Of course, convincing readers to pay for something that was once free isn’t easy. Brill recommends publishers give away enough free page views so that only the heaviest users are asked to pay.
“You ease them into the idea that they’re going to be asked to pay,” Brill said. “It works much better than an abrupt message.”
Many readers who realize they’re about to hit their limit sign up early to save themselves the hassle, he said. On average, a subscriber gained through Press+ pays $6.50 a month, of which Press+ keeps 20 percent.
The New York Times Co., which is not a Press+ client, served as a model for the rest of the industry. The company says 454,000 people have signed up for digital access to The Times and International Herald Tribune in the year since it started charging. It is cutting free access from 20 to 10 pages a month starting this month. The Times charges as much as $35 a month for full access to its content.
This isn’t The Times’ first attempt at a pay wall. In 2005, the company launched TimesSelect, which fenced off premium news stories and commentary by Times columnists, including Maureen Dowd, Joe Nocera, and Thomas Friedman. Readers paid $7.95 a month or $49.95 a year to read TimesSelect content. The company ended TimesSelect in 2007, explaining that it could generate more revenue by making content available for free and supporting it with advertising.
Under its recent pay wall plan, The Times’ digital and print circulation revenue grew 5 percent, to $242 million, in the final quarter of 2011. That helped blunt the impact of an ad revenue drop of 7 percent to $359 million. Overall revenue was down 3 percent.
That success, although with one of the best brands in journalism, has prompted others to follow suit, including some of Lee Enterprises Inc.’s 52 newspapers, and some of Tribune Co.’s 12 newspapers, which include the Los Angeles Times and the Chicago Tribune.
Gannett Co. Inc., publisher of USA Today, said in February that it would expand its online pay walls from six test markets to all 80 of its small-market newspapers by the end of the year. The company is limiting free access to five to 15 stories a month depending on the market, and offering free digital access with at least a Sunday print subscription. At the same time, Gannett is raising single-copy prices — sometimes by doubling them — and raising subscription prices by as much as a third for its printed newspapers. Combined with the digital push, the company expects its changes to add $100 million in annual profit.

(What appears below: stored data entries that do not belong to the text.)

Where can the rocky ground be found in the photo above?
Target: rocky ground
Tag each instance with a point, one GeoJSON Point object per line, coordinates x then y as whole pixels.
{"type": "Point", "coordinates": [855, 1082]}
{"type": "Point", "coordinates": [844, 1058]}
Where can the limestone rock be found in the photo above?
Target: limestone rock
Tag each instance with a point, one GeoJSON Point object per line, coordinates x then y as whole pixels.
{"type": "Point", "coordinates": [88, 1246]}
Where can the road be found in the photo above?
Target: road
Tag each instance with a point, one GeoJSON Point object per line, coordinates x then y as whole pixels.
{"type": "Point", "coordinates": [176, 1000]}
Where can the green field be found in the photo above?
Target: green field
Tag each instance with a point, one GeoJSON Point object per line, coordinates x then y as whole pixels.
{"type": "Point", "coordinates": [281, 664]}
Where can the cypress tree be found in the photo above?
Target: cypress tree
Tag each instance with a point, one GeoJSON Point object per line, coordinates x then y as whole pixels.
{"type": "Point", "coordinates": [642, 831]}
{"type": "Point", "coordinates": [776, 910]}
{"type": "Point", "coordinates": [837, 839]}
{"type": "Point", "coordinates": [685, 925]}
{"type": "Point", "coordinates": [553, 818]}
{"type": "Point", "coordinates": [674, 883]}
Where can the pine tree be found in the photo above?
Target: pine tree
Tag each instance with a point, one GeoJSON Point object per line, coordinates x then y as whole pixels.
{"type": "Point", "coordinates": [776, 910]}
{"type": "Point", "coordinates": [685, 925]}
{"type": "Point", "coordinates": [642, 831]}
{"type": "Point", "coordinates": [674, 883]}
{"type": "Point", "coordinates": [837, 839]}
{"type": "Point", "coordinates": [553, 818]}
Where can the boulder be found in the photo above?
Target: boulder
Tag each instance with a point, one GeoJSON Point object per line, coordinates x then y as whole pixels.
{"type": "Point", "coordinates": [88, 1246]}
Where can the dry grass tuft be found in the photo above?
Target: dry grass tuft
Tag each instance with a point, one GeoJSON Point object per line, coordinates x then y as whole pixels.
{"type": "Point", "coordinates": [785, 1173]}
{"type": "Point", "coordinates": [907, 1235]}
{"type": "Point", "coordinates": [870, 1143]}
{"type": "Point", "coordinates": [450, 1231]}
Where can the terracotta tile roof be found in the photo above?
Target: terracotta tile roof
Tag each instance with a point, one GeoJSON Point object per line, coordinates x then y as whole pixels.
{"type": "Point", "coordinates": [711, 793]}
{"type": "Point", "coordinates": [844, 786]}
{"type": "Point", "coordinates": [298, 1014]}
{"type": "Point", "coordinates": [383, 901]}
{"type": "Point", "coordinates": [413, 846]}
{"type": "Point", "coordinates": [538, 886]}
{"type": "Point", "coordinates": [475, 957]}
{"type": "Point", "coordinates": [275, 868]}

Gannett says that by bundling digital access with paid print subscriptions, enough people will keep subscribing at the higher price to more than offset the loss of revenue from those who cancel because of the price increase.
That assumption is proving true in Gannett’s six test markets. The News Journal in Wilmington, Del., for example, is now charging $15 a month for a digital and print subscription, up from one offer of $12.75 for print only. The early reaction to the change is positive, said Bob Dickey, president of Gannett’s U.S. community publishing division.

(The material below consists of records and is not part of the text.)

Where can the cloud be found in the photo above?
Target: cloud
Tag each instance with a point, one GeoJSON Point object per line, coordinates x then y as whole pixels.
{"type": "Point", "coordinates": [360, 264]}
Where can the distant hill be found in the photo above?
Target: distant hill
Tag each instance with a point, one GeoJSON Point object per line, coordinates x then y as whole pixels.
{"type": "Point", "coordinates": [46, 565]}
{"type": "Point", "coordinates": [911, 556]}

“This is a turning point for us,” he added. “What we are saying is our content has great value and it serves a great purpose. The consumers have told us that.”
Newspapers that have tried a pay wall say online visits decrease — at first. The Star Tribune’s online page views dropped by up to 15 percent before rebounding, said marketing executive Gursha. Lee’s Billings Gazette saw traffic fall by a quarter and then bounce back within a few months. In Utah, Lee owns the Daily Herald in Provo, which does not charge for basic or premium services but does provide premium content available via subscription or surcharge.
At The Tribune
The Salt Lake Tribune is part of MediaNews Group, which operates more than 50 newspapers nationwide. A few have erected pay walls on a test basis. At The Tribune, “we do not have any plans to charge for access to our website or apps, but like the rest of the industry we are watching these experiments with interest,” said Deputy Editor Tim Fitzpatrick.